The founders were so concerned about interstate alliances eroding national unity that they sought to prevent any from forming without federal support. They wrote into the new Constitution a provision expressly forbidding their formation — Article 1, Section 10, Clause 3: “No State shall, without the Consent of Congress … enter into any Agreement or Compact with another State …”

Well-known interstate partnerships like the century-old Port Authority of New York and New Jersey exist today only because they received congressional authorization. Some commentators have suggested that alliances like the Western States Pact, formed to handle the coronavirus outbreak, will require federal approval as well.

That is unlikely. According to Virginia v. Tennessee — an 1893 case regarding a longstanding boundary dispute between the two states — interstate compacts require congressional authorization only when they claim new powers for the states that they did not have before or if they intrude on federal prerogatives. Despite President Trump’s claim of “total” authority, the power to lift lockdowns imposed by state governments — or, for that matter, to purchase necessary medical supplies — already rests with the states.

There are practical reasons these regional coalitions should be seen as a positive development for our deadlocked, dysfunctional nation and perhaps even expanded to focus on other issues. The Federal Reserve is already organized by 12 regional districts. The Census Bureau splits the country into nine divisions. The Department of Transportation designates 13 “megaregions,” cross-state territories centered on urban cores and “connected by existing environmental, economic, cultural and infrastructure relationships.” These megaregions may be the building blocks of a new post-pandemic federalism.

Still, they may also produce partisan fissures.
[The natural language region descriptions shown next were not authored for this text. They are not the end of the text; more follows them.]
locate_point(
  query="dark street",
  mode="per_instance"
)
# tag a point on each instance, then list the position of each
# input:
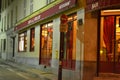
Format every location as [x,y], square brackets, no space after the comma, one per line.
[8,72]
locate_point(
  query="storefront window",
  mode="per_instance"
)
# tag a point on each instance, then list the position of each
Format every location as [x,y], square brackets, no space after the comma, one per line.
[22,42]
[70,43]
[46,43]
[32,39]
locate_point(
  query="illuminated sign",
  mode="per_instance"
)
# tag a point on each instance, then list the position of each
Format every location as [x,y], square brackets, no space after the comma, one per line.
[48,13]
[99,4]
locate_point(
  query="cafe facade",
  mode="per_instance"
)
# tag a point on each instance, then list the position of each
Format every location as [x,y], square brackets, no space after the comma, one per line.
[38,39]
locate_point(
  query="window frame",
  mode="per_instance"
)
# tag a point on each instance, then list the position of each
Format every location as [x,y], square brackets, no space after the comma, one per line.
[32,36]
[45,51]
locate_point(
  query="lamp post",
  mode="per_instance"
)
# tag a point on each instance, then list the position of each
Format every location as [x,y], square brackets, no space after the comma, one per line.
[13,38]
[63,29]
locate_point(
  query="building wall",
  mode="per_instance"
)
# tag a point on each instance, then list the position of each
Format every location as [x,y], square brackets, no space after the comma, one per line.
[32,58]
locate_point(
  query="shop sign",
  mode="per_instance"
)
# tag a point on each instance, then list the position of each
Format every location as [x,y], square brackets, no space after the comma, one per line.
[92,5]
[66,4]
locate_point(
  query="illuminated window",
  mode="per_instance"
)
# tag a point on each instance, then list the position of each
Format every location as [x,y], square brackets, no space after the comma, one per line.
[22,43]
[32,39]
[46,43]
[70,43]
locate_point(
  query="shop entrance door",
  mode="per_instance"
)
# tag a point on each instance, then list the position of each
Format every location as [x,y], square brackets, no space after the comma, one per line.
[109,61]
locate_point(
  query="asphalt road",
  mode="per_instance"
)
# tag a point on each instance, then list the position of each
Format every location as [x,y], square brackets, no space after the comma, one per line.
[8,72]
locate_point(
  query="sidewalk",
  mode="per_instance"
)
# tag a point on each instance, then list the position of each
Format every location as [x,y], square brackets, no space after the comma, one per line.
[31,70]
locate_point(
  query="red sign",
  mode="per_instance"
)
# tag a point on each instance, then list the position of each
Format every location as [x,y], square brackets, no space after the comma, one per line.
[66,4]
[99,4]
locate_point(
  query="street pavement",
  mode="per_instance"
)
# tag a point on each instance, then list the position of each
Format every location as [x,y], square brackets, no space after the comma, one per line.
[26,71]
[17,71]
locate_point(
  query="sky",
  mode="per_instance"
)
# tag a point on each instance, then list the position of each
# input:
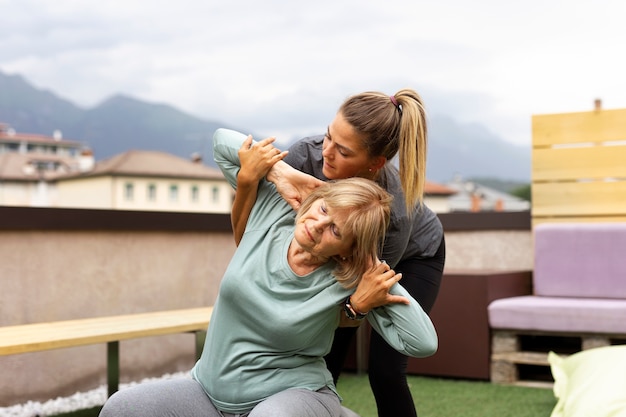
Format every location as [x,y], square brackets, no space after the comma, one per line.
[283,67]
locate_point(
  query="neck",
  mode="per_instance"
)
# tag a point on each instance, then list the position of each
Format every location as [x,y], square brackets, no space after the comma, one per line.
[301,261]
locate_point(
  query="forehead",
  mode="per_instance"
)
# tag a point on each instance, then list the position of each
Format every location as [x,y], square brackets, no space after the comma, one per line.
[343,133]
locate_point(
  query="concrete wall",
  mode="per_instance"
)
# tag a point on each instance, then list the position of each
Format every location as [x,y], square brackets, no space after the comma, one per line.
[59,264]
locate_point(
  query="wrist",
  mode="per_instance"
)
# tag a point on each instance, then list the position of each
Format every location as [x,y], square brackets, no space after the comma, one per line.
[352,312]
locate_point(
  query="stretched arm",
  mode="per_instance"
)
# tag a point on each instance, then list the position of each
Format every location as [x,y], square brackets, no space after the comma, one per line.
[393,312]
[256,160]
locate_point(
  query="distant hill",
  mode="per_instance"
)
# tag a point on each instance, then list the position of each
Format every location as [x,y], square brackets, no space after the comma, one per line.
[121,123]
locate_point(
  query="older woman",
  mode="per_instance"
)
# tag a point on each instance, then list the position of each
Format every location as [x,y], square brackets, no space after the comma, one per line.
[280,301]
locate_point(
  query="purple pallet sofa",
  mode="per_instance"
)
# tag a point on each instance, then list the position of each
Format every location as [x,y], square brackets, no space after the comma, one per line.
[579,289]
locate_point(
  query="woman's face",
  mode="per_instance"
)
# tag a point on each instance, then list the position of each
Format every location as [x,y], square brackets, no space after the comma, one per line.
[344,153]
[320,232]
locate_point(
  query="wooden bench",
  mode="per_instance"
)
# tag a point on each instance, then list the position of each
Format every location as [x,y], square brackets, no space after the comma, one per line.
[110,330]
[579,296]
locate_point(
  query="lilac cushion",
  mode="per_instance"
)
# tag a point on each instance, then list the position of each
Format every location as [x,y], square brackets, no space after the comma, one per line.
[560,314]
[580,260]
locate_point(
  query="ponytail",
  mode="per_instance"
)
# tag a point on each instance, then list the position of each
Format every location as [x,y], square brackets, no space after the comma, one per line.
[392,124]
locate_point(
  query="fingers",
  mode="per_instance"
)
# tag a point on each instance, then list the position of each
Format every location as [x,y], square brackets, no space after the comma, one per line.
[266,141]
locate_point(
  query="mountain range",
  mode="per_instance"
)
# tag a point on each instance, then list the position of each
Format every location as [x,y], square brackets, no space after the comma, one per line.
[121,123]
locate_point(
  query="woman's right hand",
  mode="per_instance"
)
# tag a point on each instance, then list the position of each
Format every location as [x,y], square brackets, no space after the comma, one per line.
[293,186]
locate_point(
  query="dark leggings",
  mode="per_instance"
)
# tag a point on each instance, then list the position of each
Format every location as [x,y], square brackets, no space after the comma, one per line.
[387,367]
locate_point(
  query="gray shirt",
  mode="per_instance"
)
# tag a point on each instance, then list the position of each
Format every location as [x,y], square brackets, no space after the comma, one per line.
[418,236]
[270,327]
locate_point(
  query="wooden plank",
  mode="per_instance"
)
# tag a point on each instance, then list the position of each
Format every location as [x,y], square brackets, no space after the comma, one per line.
[69,333]
[526,358]
[592,162]
[567,128]
[577,219]
[579,199]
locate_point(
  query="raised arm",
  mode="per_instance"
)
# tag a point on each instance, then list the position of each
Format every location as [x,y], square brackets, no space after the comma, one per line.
[293,185]
[394,313]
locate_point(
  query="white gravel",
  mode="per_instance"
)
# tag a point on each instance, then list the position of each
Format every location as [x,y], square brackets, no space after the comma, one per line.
[78,401]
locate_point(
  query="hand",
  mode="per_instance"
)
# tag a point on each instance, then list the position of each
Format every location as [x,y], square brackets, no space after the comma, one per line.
[373,289]
[257,159]
[294,186]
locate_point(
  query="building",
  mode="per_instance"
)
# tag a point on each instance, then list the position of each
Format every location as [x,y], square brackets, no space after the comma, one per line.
[471,196]
[29,165]
[48,171]
[437,196]
[147,180]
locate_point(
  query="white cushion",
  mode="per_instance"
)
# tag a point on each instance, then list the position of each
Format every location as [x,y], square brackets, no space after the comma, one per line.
[590,383]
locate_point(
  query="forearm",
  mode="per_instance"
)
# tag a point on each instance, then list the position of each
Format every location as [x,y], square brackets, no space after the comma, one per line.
[406,327]
[245,197]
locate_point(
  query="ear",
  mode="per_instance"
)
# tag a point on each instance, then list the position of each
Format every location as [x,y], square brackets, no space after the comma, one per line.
[377,163]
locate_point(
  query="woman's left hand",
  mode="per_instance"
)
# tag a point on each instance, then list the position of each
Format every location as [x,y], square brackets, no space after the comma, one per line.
[257,158]
[373,289]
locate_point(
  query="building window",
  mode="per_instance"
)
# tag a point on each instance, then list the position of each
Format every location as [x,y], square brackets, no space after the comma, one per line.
[173,192]
[129,191]
[195,193]
[151,192]
[215,194]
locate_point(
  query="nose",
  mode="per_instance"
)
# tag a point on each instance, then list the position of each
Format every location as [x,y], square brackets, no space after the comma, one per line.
[327,149]
[320,223]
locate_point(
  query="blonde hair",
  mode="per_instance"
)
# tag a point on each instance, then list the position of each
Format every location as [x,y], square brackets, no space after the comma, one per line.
[367,209]
[394,125]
Would liberals who today cheer the state formations object to a group of Republican-led Southern states, for instance, forming a league to forge their own policy direction (regarding coronavirus or anything else) under a Democratic presidency?

A thorough overhaul of American federalism, a national recommitment to the idea that not every issue that divides us needs to be decided in Washington, will require concessions and compromises. Are progressives in the Pacific states willing to see abortion banned in the South if it means securing a regional pact to provide universal health insurance to every person, citizen or otherwise, in those western states? Are conservatives in the heartland prepared to accept severely reduced federal subsidies in exchange for more autonomy?

As both the pandemic and its economic effects continue to tear at the country’s already strained bonds, the answer on both sides may increasingly be yes. In any case, as the pandemic has shown, maintaining the option of devolving power to more local levels of government is crucial in the absence of federal leadership during an emergency or if a genuinely tyrannical and (unlike Mr. Trump) ruthlessly efficient president someday seizes control.

It would have seemed far-fetched even six weeks ago to imagine the president leaving governors to handle a pandemic on their own and states teaming up in regional coalitions to plot a path forward. Looking further ahead, regional compacts might be the way to control and fend off national dissolution rather than accelerate it. The form of the United States of America would be retained, but limited to something more akin to a loose league like the Articles of Confederation. The constituent pieces of this new Union would be eight to 12 regions, between the states and the federal government, which would take on many of the responsibilities of both.

This new Union might be more responsive to the needs of ordinary people, more attuned to the ecological impact of human actions and less likely to go abroad, as John Quincy Adams famously put it, “in search of monsters to destroy.” Rather than a plan for less government, this kind of reorganization could clear away the obstacles for a more active, energetic one — at least in the places that want it.